# "que" en italiano



## Schenker

Hola, ¿existe alguna regla o alguna forma de saber cúando se usa "di" y cuándo "che" para decir "que"?


----------



## pernileta

¿Qué quieres decir? ?Porqué no pones unos ejemplos?


----------



## Schenker

Para mi está clara la pregunta. El "que" español a veces se dice "di" y otras veces "che". Espero alguien pueda ayudarme.
Chao.


----------



## Silvia10975

Sería más sencillo para quien tendrá que ayudarte que pusieras unos ejemplos de frases españolas. Aunque tu pregunta pueda resultar clara, lo sería todavía más si pudiéramos ver donde tienes la duda.
Te aconsejo echar un vistazo aquí, a lo mejor encuentrarás algo que aclare tu duda.
Silvia.


----------



## llenyador

Estoy pensando en la pregunta de Schenker y no logro ver ningún caso en que el "que" español se pueda traducir por el "di" italiano. Saludos


----------



## Schenker

llenyador said:


> Estoy pensando en la pregunta de Schenker y no logro ver ningún caso en que el "que" español se pueda traducir por el "di" italiano. Saludos


 
Spero di si = espero *QUE* si

pd: no puse ejemplos porque era una pregunta general, pense que existian reglas conocidas. pero veo que no. Gracias de todas formas a todos.
Adios.


----------



## irene.acler

A mí me parece que usamos "di" cuando el sujeto de la principal y de la subordinada es igual, mientas que usamos "che" cuando el sujeto de las dos proposiciones es diferente:
Spero di esserti di aiuto--> yo
Spero di poter venire con voi--> (yo) espero poder ir (yo) con vosotros
En cambio:
Spero che possiate risolvere questi problemi --> yo espero que vosotros podáis 

Pero no sé si efectivamente siempre es así..no se me ocurren ejemplos que confirmen lo contrario..a ver qué dicen los demás!


----------



## trinitalian

Ciao Schenker,
volevo dirti che esistono regole  che ci indicano quando usare il di. Per esempio nei comparativi il di si usa quando l confronto e' fra due nomi o pronomi, non preceduti da preposizione, rispetto a una stessa qualita'. In italiano diciamo Paolo e' piu' alto di Marco. 
Spero di esserti stata utile.
Ciao


----------



## Schenker

Entonces en comparaciones se usa "di".

En esta frase igual se usa y no es una comparación "io direi di si". O la que puse antes "spero di si".

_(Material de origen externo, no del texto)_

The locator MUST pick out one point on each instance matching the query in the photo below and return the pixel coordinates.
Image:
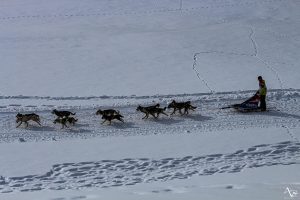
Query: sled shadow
(280, 114)
(198, 117)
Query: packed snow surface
(88, 55)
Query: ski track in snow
(130, 12)
(131, 171)
(253, 55)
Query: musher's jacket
(262, 88)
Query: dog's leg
(19, 125)
(181, 112)
(165, 113)
(39, 123)
(173, 112)
(146, 116)
(154, 115)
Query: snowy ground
(85, 55)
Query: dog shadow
(39, 128)
(125, 125)
(198, 117)
(167, 121)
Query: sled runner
(249, 105)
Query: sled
(249, 105)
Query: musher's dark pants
(263, 105)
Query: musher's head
(259, 78)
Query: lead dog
(151, 110)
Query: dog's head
(19, 117)
(139, 108)
(99, 112)
(172, 104)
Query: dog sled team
(66, 118)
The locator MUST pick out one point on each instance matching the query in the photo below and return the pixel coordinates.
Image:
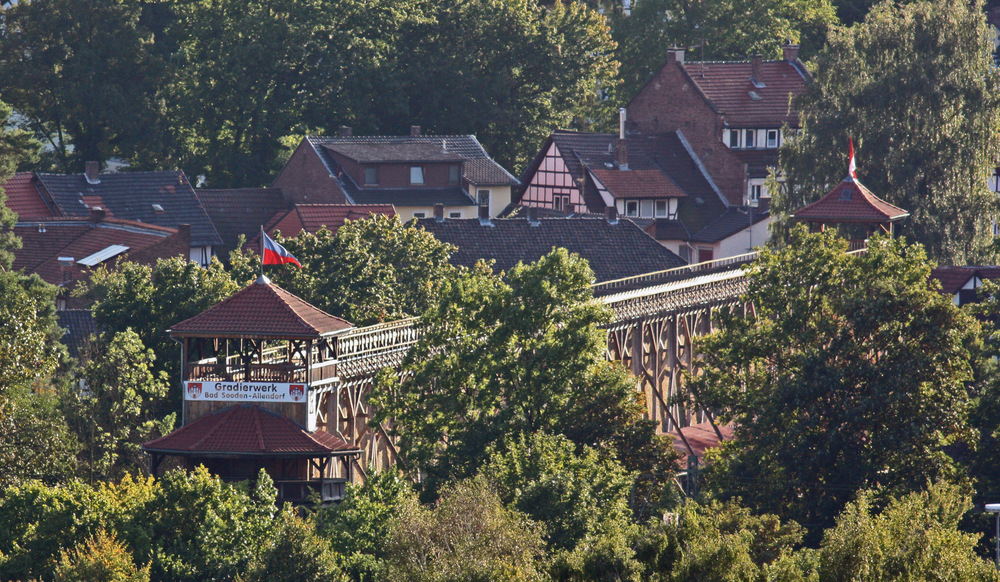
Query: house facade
(412, 173)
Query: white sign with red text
(245, 392)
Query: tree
(84, 77)
(469, 535)
(915, 86)
(869, 393)
(707, 28)
(372, 270)
(916, 537)
(121, 406)
(501, 358)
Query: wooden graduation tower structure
(255, 369)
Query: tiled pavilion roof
(247, 430)
(262, 310)
(850, 201)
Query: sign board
(245, 392)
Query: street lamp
(994, 508)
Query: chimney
(790, 51)
(755, 62)
(92, 172)
(611, 214)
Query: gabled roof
(24, 198)
(247, 430)
(850, 201)
(312, 217)
(479, 168)
(47, 240)
(240, 211)
(614, 250)
(132, 196)
(727, 86)
(953, 278)
(262, 310)
(639, 184)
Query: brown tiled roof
(44, 241)
(262, 310)
(953, 278)
(312, 217)
(240, 211)
(727, 85)
(850, 201)
(614, 251)
(248, 430)
(639, 184)
(24, 198)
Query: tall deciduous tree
(852, 375)
(84, 77)
(915, 86)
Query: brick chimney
(92, 171)
(790, 51)
(755, 62)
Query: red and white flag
(275, 254)
(852, 169)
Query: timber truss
(656, 319)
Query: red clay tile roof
(24, 198)
(850, 201)
(312, 217)
(639, 184)
(249, 430)
(262, 310)
(701, 437)
(727, 85)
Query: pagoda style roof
(262, 310)
(850, 201)
(247, 430)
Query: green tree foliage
(120, 407)
(868, 394)
(469, 535)
(916, 537)
(100, 559)
(915, 86)
(373, 270)
(359, 526)
(84, 77)
(149, 300)
(522, 355)
(707, 29)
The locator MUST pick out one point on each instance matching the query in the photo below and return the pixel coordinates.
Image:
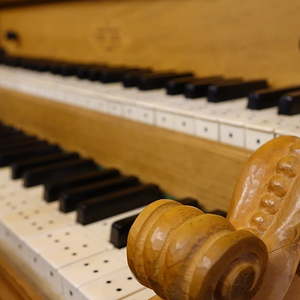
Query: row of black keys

pd: Irene en los ejemplos que pusiste no se traducen los "di" como "que". Muchos saludos.


----------



## pernileta

"Io direi di si" è corretta e si non è comparazione, però puoi dire "direi che è meglio così" (per esempio).

Ciao


----------



## Kermosura

En comparaciones se usa che cuando comparas dos cualidades, por ejemplo:
É piú lungo che largo.
Pero:
Sono piú alta di Maria.


----------



## Schenker

Me quedó claro cuando se usa di y che en comparaciones, pero en otras situaciones no hay reglas?


----------



## MOMO2

Schenker said:


> Para mi está clara la pregunta. El "que" español a veces se dice "di" y otras veces "che". Espero alguien pueda ayudarme.
> Chao.


 

Podría contestarte mas prefiero *que* pongas unos ejemplos para no arriesgarme *a *darte una respuesta incompleta

Potrei anche rispondere ma preferisco aspettare qualche esempio per non rischiare *di* darti una risposta incompleta

(El primer "que" no se traduce mientras el "que" que no hay se traduce con un "di", en esta frase)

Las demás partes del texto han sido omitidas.